Le milliardaire a bien tenté de corriger le tir récemment. Il a troqué son odieux directeur de campagne, Paul Manafort, pour une reine des sondages, Kellyanne Conway. Il espère faire la paix avec les Latinos, en reniant tout ce qu’il a pu dire jusqu’alors sur l’immigration. Il n’est ainsi plus question de renvoyer les 11 millions d’immigrés clandestins présents aux Etats-Unis – tout juste les « mauvais », dit-il. Mais le revirement est tellement tardif qu’il ne convaincra certainement pas les minorités de changer leur vote. Dans cette dernière ligne droite, Donald Trump ne peut donc plus espérer qu’un immense coup de théâtre pour déjouer les pronostics. Il se prend à rêver qu’un nouveau scandale force Hillary Clinton à rendre les armes ou qu’un attentat de grande ampleur provoque une poussée de fièvre sécuritaire dans le pays. Deux scénarios qui ne sont malheureusement pas totalement exclus par les temps qui courent…
Lucie Robequain
Bureau de New York
LES POINTS À RETENIR
Malgré une campagne terriblement insipide, Hillary Clinton est quasi assurée de sa victoire.

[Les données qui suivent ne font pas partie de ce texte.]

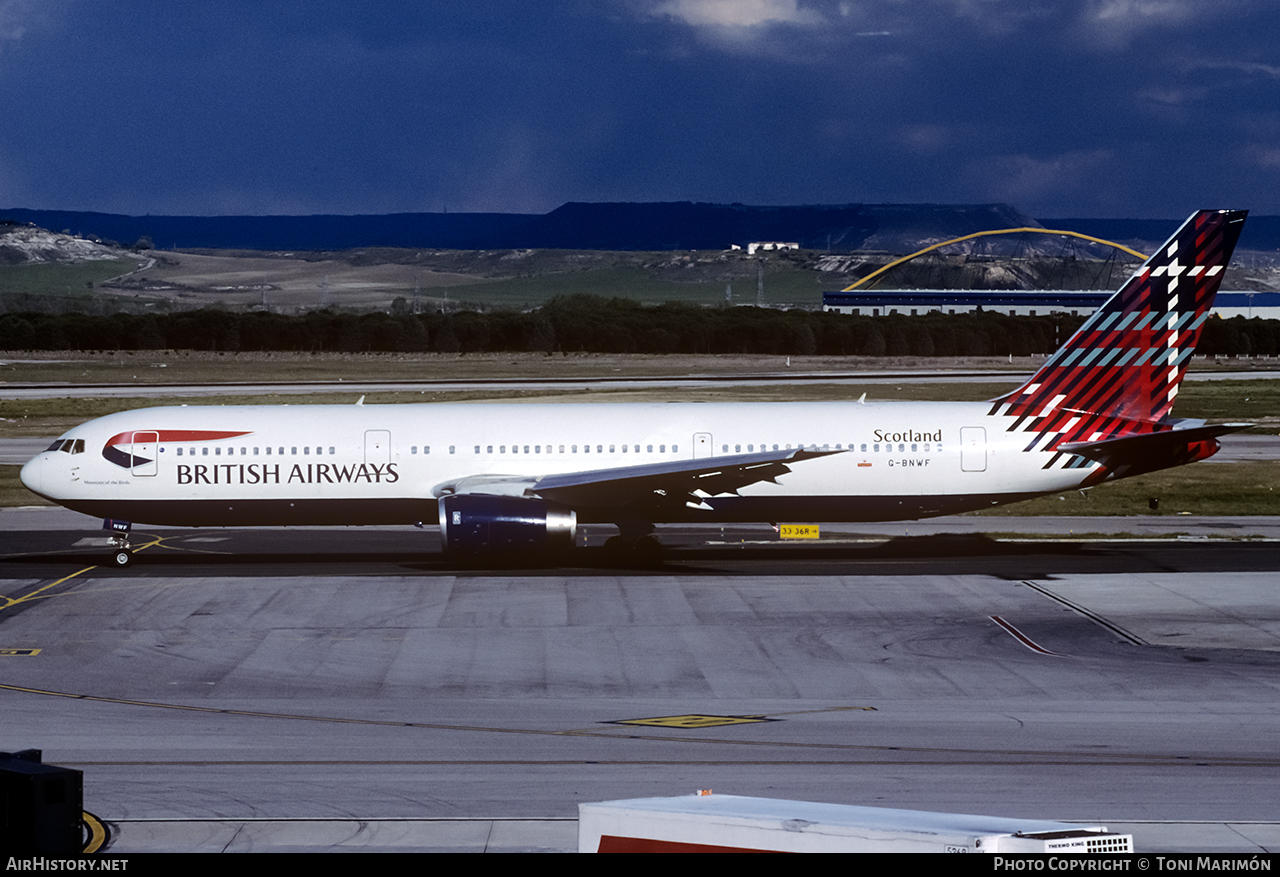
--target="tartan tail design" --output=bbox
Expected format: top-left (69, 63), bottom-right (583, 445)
top-left (992, 210), bottom-right (1248, 449)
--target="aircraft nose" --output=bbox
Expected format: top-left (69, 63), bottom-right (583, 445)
top-left (18, 453), bottom-right (45, 495)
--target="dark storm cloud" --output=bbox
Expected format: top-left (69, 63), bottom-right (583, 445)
top-left (0, 0), bottom-right (1280, 216)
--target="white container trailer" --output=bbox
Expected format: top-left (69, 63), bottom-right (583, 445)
top-left (577, 794), bottom-right (1133, 854)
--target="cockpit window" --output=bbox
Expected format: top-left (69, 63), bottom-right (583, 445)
top-left (45, 439), bottom-right (84, 453)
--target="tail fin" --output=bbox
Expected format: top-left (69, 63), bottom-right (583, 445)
top-left (993, 210), bottom-right (1248, 442)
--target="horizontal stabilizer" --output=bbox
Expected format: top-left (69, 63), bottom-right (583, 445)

Pour l’emporter, son adversaire républicain doit conquérir la plupart des Etats clefs – ceux qui sont susceptibles de changer de camp à chaque élection.
C’est l’exploit accompli par George Bush en 2000 et 2004. Mais il n’y était parvenu qu’au prix de lourdes concessions à l’intention des centristes, ce que Donald Trump se refuse à faire.